We have found the next correlations between the investigated trace elements Zn, Se, Cu and between them and: Albumins, Il-6 and: C-reactive protein, in group 1 (HD pts.): 1. Zn/Se r=- 0.29; p<0.01 2. Se/Cu r=0.07; p NS 3. Cu/Alb r=0.41; p<0.01 4. Zn/Cu r=- 0.21; p<0.05 5. Se/CRP r=0.10; p NS 6. Cu/CRP r=0.28; p<0.05 7. Zn/Alb r=0.43 p<0.01 8. Se/Alb r=0.34; p<0.05 9. Cu/Il-6 r=0.27; p<0.05 10. Zn/Il-6 r= -0.25; p<0.05 11. Se/Il-6 r=-0.16; p NS 12. Zn/CRP r=- 0.53; p<0.001

The correlations between the TE and with TE and C-reactive protein in the group of patients on HD (group 1) are shown at the next Figure 4 and 5.

Figure 4. Correlations between Cu, Se, Zn in group 1-patients on HD

Figure 5. Correlations between TE & CRP in group 1-patients on HD

Discussion and Conclusion

Zn is an essential trace element, mandatory for mobilization of vitamin A from the liver and is involved in the construction and the function of more than 200 metalloenzymes, relating to synthesis and metabolism of proteins, DNA and RNA [7,18,20]. More than 90% of the enzyme Zn is in erythrocyte’s carboanhydrase. Various aspects of disorders of plasma Zn in patients with CKD on hemodialysis treatment are described in the medical literature [7,13,18,20]. Pathophysiology of CKD and the nature of hemodialysis are obviously related to damage of the mineral and trace elements metabolism of these patients. The main causes of abnormal lower plasma Zn in patients with CKD and on HD are as follows [1,2,6,18]: a). Reduced intake of food, due to anorexia or dietary restriction; b). HD procedure “per se” is another factor, causing Zn deficit (acting to eliminate or conserve serum trace elements); c). Redistribution of Zn from plasma to other tissues due to increased expression of some transport proteins in presence of chronic inflammation and CRF; d). Deficit of iron (Fe) could cause Zn blockade in erythrocytes; e). Decreased gastrointestinal absorption of Zn - in uremia it is due to uremic intoxication and deficit of calcitriol; f). The competition between Zn and Cu for their common transporter metalothionine, as its affinity is higher for Cu and the last has usually higher plasma level in CRF and HD; g). Decreased natural plasma protein binders of Zn

Se is an essential component of the enzymes, named glutathionе peroxidases (GSH-Px), a part of natural defense system against oxidative stress, as of some other selenoenzymes, acting in immunity, human growth and a number of important vital processes [9,10,15,16]. GSH-Px is the most extensively characterized selenoprotein, being found in Red Blood Cells (RBC) and cytosol of nearly all tissues of mammals, birds and several other organisms [10,17]. It is called classical GSH-Px (cGSH-Px or GSH-Px1). Five isoforms of GSH-Px have been identified, two are present in the blood: GSH-Px 1 presents in red blood cells and GSHPx 3 presents in plasma (important fact is that it’s produced in the kidneys). Both have a tetrameric form and contain one selenium per subunit [10,15,16].

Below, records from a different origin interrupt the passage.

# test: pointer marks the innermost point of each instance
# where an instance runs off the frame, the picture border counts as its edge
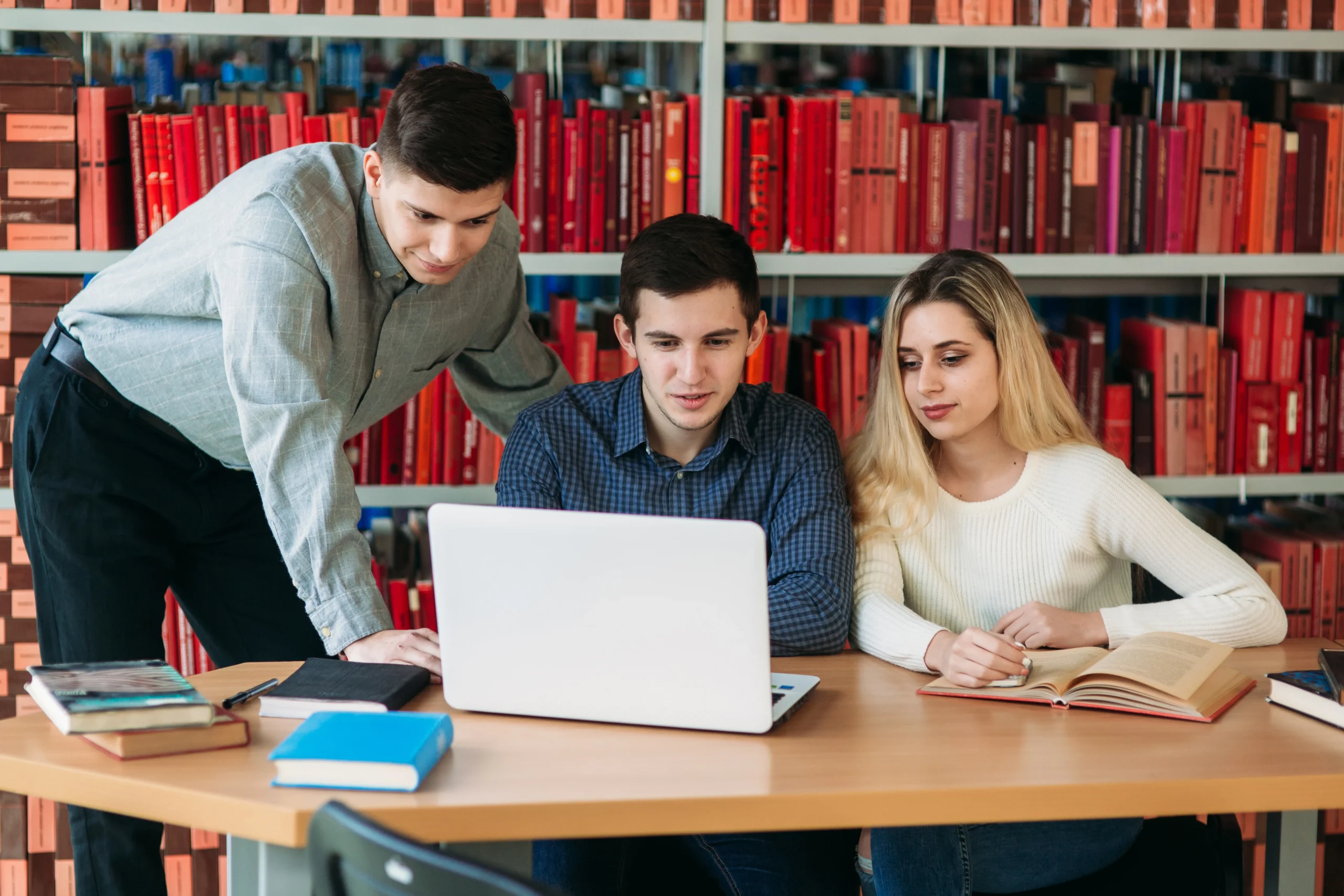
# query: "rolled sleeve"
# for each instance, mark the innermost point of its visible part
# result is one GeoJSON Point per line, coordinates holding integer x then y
{"type": "Point", "coordinates": [277, 352]}
{"type": "Point", "coordinates": [811, 568]}
{"type": "Point", "coordinates": [506, 368]}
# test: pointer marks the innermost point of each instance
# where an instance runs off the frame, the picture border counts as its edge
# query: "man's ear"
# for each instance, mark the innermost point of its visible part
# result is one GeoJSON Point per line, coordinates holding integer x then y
{"type": "Point", "coordinates": [759, 330]}
{"type": "Point", "coordinates": [624, 335]}
{"type": "Point", "coordinates": [374, 172]}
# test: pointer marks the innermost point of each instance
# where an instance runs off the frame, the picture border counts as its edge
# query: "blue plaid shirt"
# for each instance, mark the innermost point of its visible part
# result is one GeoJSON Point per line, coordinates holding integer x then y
{"type": "Point", "coordinates": [776, 462]}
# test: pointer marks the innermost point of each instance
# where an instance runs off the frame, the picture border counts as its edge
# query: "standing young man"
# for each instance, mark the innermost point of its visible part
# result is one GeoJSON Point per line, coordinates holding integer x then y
{"type": "Point", "coordinates": [183, 422]}
{"type": "Point", "coordinates": [680, 437]}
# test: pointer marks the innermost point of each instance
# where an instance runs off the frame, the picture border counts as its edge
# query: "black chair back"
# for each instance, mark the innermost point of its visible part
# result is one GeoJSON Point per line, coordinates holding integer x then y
{"type": "Point", "coordinates": [353, 856]}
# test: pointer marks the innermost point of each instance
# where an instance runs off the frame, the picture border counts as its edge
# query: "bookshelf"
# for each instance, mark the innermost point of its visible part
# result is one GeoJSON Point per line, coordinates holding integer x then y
{"type": "Point", "coordinates": [1171, 487]}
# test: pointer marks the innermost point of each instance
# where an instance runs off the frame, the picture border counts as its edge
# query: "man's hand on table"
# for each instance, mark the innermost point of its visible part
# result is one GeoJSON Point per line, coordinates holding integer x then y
{"type": "Point", "coordinates": [414, 648]}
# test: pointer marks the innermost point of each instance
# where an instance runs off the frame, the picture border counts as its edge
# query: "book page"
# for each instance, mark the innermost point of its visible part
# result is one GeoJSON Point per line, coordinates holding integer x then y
{"type": "Point", "coordinates": [1175, 664]}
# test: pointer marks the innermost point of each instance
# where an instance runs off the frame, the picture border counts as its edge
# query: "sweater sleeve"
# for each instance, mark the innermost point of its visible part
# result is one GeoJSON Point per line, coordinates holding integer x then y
{"type": "Point", "coordinates": [882, 624]}
{"type": "Point", "coordinates": [1222, 598]}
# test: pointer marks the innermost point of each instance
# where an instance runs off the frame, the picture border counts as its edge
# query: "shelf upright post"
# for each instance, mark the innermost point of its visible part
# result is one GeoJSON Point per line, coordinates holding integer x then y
{"type": "Point", "coordinates": [711, 109]}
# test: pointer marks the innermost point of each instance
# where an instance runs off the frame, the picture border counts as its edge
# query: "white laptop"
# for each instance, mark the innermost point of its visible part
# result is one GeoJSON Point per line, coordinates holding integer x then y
{"type": "Point", "coordinates": [604, 617]}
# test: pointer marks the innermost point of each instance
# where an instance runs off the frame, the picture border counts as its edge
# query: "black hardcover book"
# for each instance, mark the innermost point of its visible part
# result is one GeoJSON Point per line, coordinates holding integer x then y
{"type": "Point", "coordinates": [335, 686]}
{"type": "Point", "coordinates": [1141, 428]}
{"type": "Point", "coordinates": [1332, 666]}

Symptoms of Se deficiency include cardiomyopathy, muscle degeneration, hepatocyte necrosis, pancreatic degeneration, growth retardation, reproductive disorders.

Possible mechanisms for the occurrence and deepening of Se deficiency in CKD patients are described as follows [9,11,17]: a). Reduced intake of food, due to anorexia or dietary restriction; b). The HD procedure “per se” is another factor, causing Se deficit (eliminating it during HD); c). Decreased natural plasma protein binders of Se. d). Redistribution of Se from plasma to other tissues due to increased expression of some transport proteins in presence of chronic inflammation and CRF.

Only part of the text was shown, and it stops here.